Answer Key β€” Scenario 3​

Answer: B

Explanation:

  • The log shows BackendResponseLatency: 4200ms with Timeout status, and the HTTP Setting timeout entry is at 30 seconds. The scenario explicitly states that the backend can take up to 45 seconds to respond under load. The cause is direct: the gateway terminates the connection before the backend completes processing.
  • The Cookie-based affinity hypothesis is the main distractor and represents a classic reasoning error: focusing on a visible configuration that's different from other services, ignoring the quantitative correlation between configured timeout and backend response time.
  • Alternative C is plausible in another context, but the scenario indicates that failures are intermittent and correlated with load, not with constant instance unavailability, which rules out the incorrect probe hypothesis as the root cause in this scenario.
  • The information about other HTTP Settings having a 60 second timeout is relevant by contrast, not irrelevant: it confirms that the 30 second timeout is atypically low for this environment.

Answer Key β€” Scenario 4​

Answer: B

Explanation:

  • The correct sequence follows progressive diagnostic logic: from most comprehensive to most specific, and from visible symptom to underlying cause.
  • Step 1 (check health in portal) immediately answers the most important question: does the gateway know the backend is inaccessible? If all instances are marked as Unhealthy, the investigation follows the probe and connectivity path. If they're Healthy, the problem is routing configuration.
  • Step 5 (diagnostic logs) refines the diagnosis with the specific error code, which distinguishes TLS failure, timeout, connection refusal, or backend HTTP error.
  • Step 2 (direct backend access) validates whether the problem is with the gateway or the backend itself.
  • Step 3 (verify probe) and step 4 (verify TLS certificate) are specific investigations that only make sense after confirming the problem is in the connectivity layer between gateway and backend.
  • Alternative A, by starting with direct backend access, consumes time on infrastructure verification before even confirming how the gateway is interpreting the pool state.

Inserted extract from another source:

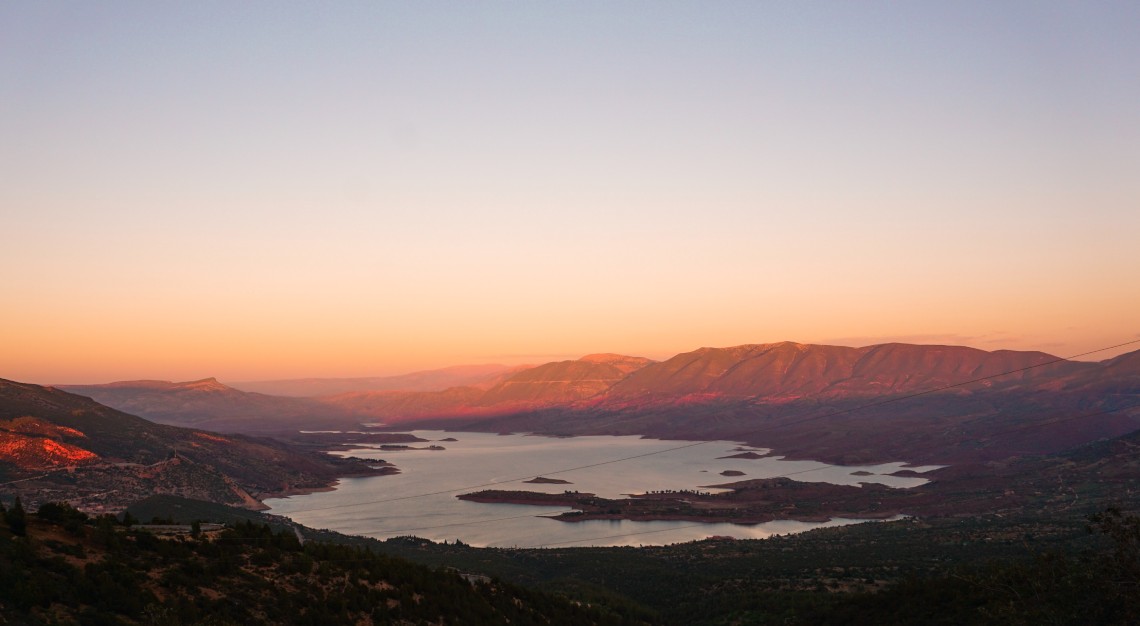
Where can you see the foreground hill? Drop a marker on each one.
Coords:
(55, 441)
(60, 568)
(209, 404)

Troubleshooting Tree: Configure HTTP Settings​

100%
Scroll para zoom Β· Arraste para mover Β· πŸ“± Pinch para zoom no celular

Color Legend:

ColorNode Type
Dark BlueInitial symptom (root)
BlueDiagnostic question
RedIdentified cause
GreenRecommended action or resolution
OrangeIntermediate validation or verification

To use this tree when facing a real problem, start with the root node identifying the observed symptom (502 or 404). Follow the first diagnostic question and answer with the observable state in the environment, without presuming the cause. At each branch, you eliminate a class of hypotheses and narrow the diagnostic space. When you reach a red node, the cause is identified; the immediately following green node indicates the corrective action. Orange nodes signal that an intermediate verification is necessary before proceeding further, avoiding actions based on incomplete diagnosis.